1. Ultrabroadband THz Conductivity of Gated Graphene In- and Out-of-equilibrium
- Author
-
Coslovich, G., Smith, R. P., Shi, S. -F., Buss, J. H., Robinson, J. T., Wang, F., and Kaindl, R. A.
- Subjects
Condensed Matter - Mesoscale and Nanoscale Physics ,Condensed Matter - Materials Science - Abstract
We employ ultrabroadband terahertz (THz) spectroscopy to expose the high-frequency transport properties of Dirac fermions in monolayer graphene. By controlling the carrier concentration via tunable electrical gating, both equilibrium and transient optical conductivities are obtained for a range of Fermi levels.

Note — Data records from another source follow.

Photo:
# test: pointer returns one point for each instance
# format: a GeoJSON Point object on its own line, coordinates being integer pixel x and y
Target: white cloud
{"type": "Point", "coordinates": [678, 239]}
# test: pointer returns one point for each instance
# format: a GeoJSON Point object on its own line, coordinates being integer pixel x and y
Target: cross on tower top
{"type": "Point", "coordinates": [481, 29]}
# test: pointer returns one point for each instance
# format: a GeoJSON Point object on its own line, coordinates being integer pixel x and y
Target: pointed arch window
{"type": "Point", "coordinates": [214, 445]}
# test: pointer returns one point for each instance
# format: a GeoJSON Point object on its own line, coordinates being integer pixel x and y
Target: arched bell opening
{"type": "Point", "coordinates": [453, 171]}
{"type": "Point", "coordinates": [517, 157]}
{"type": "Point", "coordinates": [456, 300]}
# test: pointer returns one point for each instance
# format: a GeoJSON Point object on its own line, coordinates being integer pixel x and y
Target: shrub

The frequency-dependent equilibrium response is determined through a combination of time-domain THz and Fourier-transform infrared spectroscopy for energies up to the near-infrared, which also provides a measure of the gate-voltage dependent Fermi level. Transient changes in the real and imaginary parts of the graphene conductivity are electro-optically resolved for frequencies up to 15 THz after near-infrared femtosecond excitation, both at the charge-neutral point and for higher electrostatic-doping levels. Modeling of the THz response provides insight into changes of the carrier spectral weights and scattering rates, and reveals an additional broad-frequency ($\approx$ 8 THz) component to the photo-induced response, which we attribute to the zero-momentum mode of quantum-critical transport observed here in large-area CVD graphene.